I feel differently today than in the past about many of the things I've seen technical people argue about. I've written about Tabs vs. Spaces and Singular vs. Plural, and others have debated commas before or after among other topics. While these might be interesting sidebars at lunch, I see them sometimes devolve into time sinks with teams revisiting the issues over and over during their daily work.
These types of religious wars stifle a lot of productivity and often can linger for years. However, in many cases what I see is debate across weeks or months and then time spent to shift the way that large groups of people work inside of a company. In the last few years, I've seen customers argue about which VCS to use, which new CI tool to choose, or even about which secret store to use for their database credentials. Often these debates happen when there is already a technology in use.

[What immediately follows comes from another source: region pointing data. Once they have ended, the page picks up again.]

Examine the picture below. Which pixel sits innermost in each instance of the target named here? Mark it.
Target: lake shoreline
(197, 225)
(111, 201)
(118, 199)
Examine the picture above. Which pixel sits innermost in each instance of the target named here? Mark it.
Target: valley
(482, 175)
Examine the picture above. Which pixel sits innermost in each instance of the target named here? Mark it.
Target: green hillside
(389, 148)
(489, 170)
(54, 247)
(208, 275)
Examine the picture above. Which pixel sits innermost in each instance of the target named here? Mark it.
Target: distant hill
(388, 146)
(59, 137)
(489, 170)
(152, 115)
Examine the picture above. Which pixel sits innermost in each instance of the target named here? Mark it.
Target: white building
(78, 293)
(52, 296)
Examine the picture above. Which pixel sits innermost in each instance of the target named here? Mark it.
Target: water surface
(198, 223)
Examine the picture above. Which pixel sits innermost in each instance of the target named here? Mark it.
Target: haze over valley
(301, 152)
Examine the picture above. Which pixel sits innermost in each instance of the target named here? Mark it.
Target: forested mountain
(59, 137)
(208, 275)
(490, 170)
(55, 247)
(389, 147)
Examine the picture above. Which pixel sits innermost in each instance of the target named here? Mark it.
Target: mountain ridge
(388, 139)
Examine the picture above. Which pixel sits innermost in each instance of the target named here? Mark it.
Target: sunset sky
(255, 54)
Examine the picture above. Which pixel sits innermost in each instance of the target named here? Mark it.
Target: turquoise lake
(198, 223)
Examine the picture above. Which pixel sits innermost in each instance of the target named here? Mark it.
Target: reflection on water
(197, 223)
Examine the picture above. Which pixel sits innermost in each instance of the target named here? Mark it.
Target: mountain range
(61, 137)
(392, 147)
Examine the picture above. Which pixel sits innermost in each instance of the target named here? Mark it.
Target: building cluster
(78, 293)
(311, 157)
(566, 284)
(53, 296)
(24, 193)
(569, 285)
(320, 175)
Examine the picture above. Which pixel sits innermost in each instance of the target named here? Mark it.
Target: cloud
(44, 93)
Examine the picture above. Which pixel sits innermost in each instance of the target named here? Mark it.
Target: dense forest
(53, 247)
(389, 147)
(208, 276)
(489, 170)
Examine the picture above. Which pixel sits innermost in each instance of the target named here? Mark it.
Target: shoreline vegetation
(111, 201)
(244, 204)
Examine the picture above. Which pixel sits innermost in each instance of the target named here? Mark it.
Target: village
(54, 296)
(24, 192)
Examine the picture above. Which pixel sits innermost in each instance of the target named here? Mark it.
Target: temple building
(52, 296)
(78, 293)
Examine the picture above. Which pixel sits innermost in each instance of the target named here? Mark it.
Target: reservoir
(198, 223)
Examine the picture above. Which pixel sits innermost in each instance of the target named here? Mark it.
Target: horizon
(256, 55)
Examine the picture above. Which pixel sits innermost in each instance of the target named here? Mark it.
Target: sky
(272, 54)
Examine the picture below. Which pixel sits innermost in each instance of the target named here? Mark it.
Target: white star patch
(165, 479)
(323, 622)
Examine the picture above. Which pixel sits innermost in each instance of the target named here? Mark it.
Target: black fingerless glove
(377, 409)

In most cases, the differences between many of these arguments are negligible. Lots of teams fall down on either side of a debate and find themselves very productive. Or not productive, but it often seems the difference is the staff, not the tool, platform, language, or style. Good people are productive no matter which way we choose to work.
My view is that for most of these items, we ought to have a (relatively) short meeting. Give each side a few days to prepare, but then one spokesperson for each side gets 5 minutes to present their case on why the group should adopt their idea. Once everyone has presented, we debate for a limited time, maybe 15-20 minutes, vote, and then move in that direction. Ultimately, we're trying to get software written (or deployed or managed or something) and not trying to decide the best way to format that code or choose a tool for CI/CD.
This teaches people to communicate and learn to present a rational, coherent, succinct idea, which is a valuable skill. This also teaches us to work as a team and learn to accept decisions that don't go our way. None of us wins 100% of the time in life, so make a good effort to lead others in your direction, but accept that they might choose a different path. In that case, learn to support the team in their efforts.
The caveat to all of this is that inside of an organization, we often want a standard, so if something is already heavily used, just adopt that pattern or technology.